Institute of Information Science Academia Sinica
講 題: Cross-lingual Cross-media Relation and Event Structure Transfer
講 者: Heng Ji 教授 (Department of Computer Science, University of Illinois at Urbana-Champaign)
時 間: 2019-12-17 (Tue) 10:00 – 12:00
地 點: 資訊所新館106演講廳
邀請人: 蘇克毅
摘要:

The identification of complex semantic graph structures such as events and entity relations from unstructured texts, already a challenging Information Extraction task, is doubly difficult to extract from sources written in under-resourced and under-annotated languages. We investigate the suitability of cross-lingual cross-media graph structure transfer techniques for these tasks. Previous efforts on cross-lingual transfer are limited to sequence level. In contrast, we observe that relational facts are typically expressed by identifiable structured graph patterns across multiple languages and data modalities. We exploit relation- and event-relevant language-universal and modality-universal features, leveraging both symbolic (including part-of-speech and dependency path) and distributional (including type representation and contextualized representation) information. We then represent all entity mentions, event triggers, and contexts into this complex and structured multilingual common space, using graph convolutional networks. In this way all the sentences from multiple languages, along with visual objects from images are represented as one shared unified graph representation. We then train a relation or event extractor from source language annotations and apply it to the target language and images. Extensive experiments on cross-lingual and cross-media relation and event transfer demonstrate that our approach achieves performance comparable to state-of-the-art supervised models trained on up to 3,000 manually annotated mentions, and dramatically outperforms methods learned from flat representation. I will show a preliminary demo on applying the resultant event knowledge base for automatic history book generation.


BIO:

Heng Ji is a professor at Computer Science Department of University of Illinois at Urbana-Champaign. She received her B.A. and M. A. in Computational Linguistics from Tsinghua University, and her M.S. and Ph.D. in Computer Science from New York University. Her research interests focus on Natural Language Processing, especially on Information Extraction and Knowledge Base Population.

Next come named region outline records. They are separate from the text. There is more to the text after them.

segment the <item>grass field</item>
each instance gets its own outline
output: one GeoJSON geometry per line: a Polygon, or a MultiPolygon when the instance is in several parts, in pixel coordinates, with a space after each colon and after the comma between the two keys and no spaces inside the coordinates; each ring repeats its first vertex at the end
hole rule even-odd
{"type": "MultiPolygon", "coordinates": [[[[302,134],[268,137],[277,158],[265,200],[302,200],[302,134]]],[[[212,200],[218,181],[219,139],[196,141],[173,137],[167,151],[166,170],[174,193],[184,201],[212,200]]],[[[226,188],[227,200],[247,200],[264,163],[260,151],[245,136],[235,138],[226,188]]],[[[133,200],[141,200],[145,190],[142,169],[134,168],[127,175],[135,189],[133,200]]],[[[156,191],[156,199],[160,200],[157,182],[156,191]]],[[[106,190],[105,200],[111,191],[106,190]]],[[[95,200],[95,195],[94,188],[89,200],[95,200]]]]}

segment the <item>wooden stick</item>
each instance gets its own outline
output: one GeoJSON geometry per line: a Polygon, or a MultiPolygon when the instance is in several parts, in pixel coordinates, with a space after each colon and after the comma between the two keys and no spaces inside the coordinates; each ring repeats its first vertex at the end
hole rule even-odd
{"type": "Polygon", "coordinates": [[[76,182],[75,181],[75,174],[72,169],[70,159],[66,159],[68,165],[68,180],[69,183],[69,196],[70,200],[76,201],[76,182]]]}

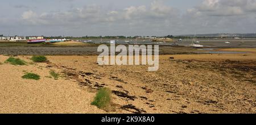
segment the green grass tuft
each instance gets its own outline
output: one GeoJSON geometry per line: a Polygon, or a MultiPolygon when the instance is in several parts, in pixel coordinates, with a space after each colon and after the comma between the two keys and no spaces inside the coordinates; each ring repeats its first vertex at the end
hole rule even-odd
{"type": "Polygon", "coordinates": [[[55,80],[57,80],[60,76],[60,74],[59,73],[56,73],[53,70],[50,71],[50,74],[54,78],[55,80]]]}
{"type": "Polygon", "coordinates": [[[27,73],[26,74],[22,76],[22,78],[25,79],[39,80],[40,79],[40,76],[32,73],[27,73]]]}
{"type": "Polygon", "coordinates": [[[34,56],[31,60],[36,63],[44,63],[47,61],[47,58],[44,56],[34,56]]]}
{"type": "Polygon", "coordinates": [[[111,90],[108,88],[100,89],[91,104],[102,109],[109,108],[111,105],[111,90]]]}
{"type": "Polygon", "coordinates": [[[24,65],[26,62],[18,58],[9,57],[5,63],[9,63],[10,64],[14,65],[24,65]]]}

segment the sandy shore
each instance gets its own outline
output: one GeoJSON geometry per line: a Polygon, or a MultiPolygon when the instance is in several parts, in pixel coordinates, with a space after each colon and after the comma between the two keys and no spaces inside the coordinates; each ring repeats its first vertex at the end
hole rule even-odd
{"type": "Polygon", "coordinates": [[[90,103],[106,87],[115,104],[110,113],[256,113],[255,50],[160,56],[155,72],[147,65],[99,66],[96,56],[47,56],[50,63],[14,66],[1,55],[0,113],[105,113],[90,103]],[[75,77],[55,80],[47,77],[50,70],[75,77]],[[41,79],[22,79],[26,72],[41,79]]]}

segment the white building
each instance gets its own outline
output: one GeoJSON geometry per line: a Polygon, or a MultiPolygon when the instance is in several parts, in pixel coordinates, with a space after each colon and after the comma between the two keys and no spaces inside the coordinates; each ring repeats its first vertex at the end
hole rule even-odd
{"type": "Polygon", "coordinates": [[[43,39],[44,39],[44,36],[28,36],[29,40],[43,39]]]}
{"type": "Polygon", "coordinates": [[[3,36],[0,36],[0,40],[8,40],[7,37],[3,36]]]}
{"type": "Polygon", "coordinates": [[[26,40],[27,39],[25,36],[10,36],[9,40],[10,41],[20,41],[26,40]]]}

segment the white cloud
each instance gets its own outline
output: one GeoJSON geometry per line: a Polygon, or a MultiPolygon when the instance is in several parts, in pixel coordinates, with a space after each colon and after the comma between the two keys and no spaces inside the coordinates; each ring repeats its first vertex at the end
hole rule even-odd
{"type": "Polygon", "coordinates": [[[242,29],[250,32],[256,29],[255,0],[205,0],[183,13],[164,2],[155,1],[149,6],[130,6],[122,9],[92,5],[65,11],[29,10],[24,12],[21,18],[27,25],[124,35],[241,32],[242,29]]]}

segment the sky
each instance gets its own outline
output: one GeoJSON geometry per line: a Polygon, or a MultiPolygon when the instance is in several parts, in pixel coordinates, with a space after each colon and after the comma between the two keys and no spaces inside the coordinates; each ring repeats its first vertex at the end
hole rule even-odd
{"type": "Polygon", "coordinates": [[[0,34],[255,33],[256,0],[1,0],[0,34]]]}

She is selected as "Young Scientist" and a member of the Global Future Council on the Future of Computing by the World Economic Forum in 2016 and 2017. The awards she received include "AI's 10 to Watch" Award by IEEE Intelligent Systems in 2013 and NSF CAREER award in 2009. She has coordinated the NIST TAC Knowledge Base Population task since 2010. She is the associate editor for IEEE/ACM Transaction on Audio, Speech, and Language Processing, and served as the Program Committee Co-Chair of many conferences including NAACL-HLT2018.